I do very much like that your approach requires no "application or 
type-specific knowledge" on what might make good ranges.  Ie, it's generic, and 
so any type that can be cast into long and back w/o losing any information, can 
make use of this.

> Add TrieRangeQuery to contrib
> -----------------------------
>
>                 Key: LUCENE-1470
>                 URL: https://issues.apache.org/jira/browse/LUCENE-1470
>             Project: Lucene - Java
>          Issue Type: New Feature
>          Components: contrib/*
>    Affects Versions: 2.4
>            Reporter: Uwe Schindler
>            Assignee: Michael McCandless
>         Attachments: LUCENE-1470.patch, LUCENE-1470.patch, LUCENE-1470.patch
>
>
> According to the thread in java-dev 
> (http://www.gossamer-threads.com/lists/lucene/java-dev/67807 and 
> http://www.gossamer-threads.com/lists/lucene/java-dev/67839), I want to 
> include my fast numerical range query implementation into lucene 
> contrib-queries.
> I implemented (based on RangeFilter) another approach for faster
> RangeQueries, based on longs stored in index in a special format.
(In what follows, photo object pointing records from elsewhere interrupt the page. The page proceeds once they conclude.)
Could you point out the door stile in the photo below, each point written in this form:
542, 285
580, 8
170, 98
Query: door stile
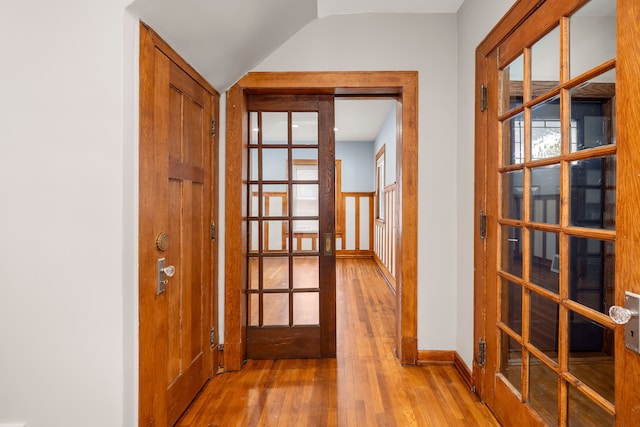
326, 175
480, 228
> The idea behind this is to store the longs in different precision in index
> and partition the query range in such a way, that the outer boundaries are
> search using terms from the highest precision, but the center of the search
> Range with lower precision. The implementation stores the longs in 8
> different precisions (using a class called TrieUtils). It also has support
> for Doubles, using the IEEE 754 floating-point "double format" bit layout
> with some bit mappings to make them binary sortable. The approach is used in
> rather big indexes, query times are even on low performance desktop
> computers <<100 ms (!) for very big ranges on indexes with 500000 docs.
> I called this RangeQuery variant and format "TrieRangeRange" query because
> the idea looks like the well-known Trie structures (but it is not identical
> to real tries, but algorithms are related to it).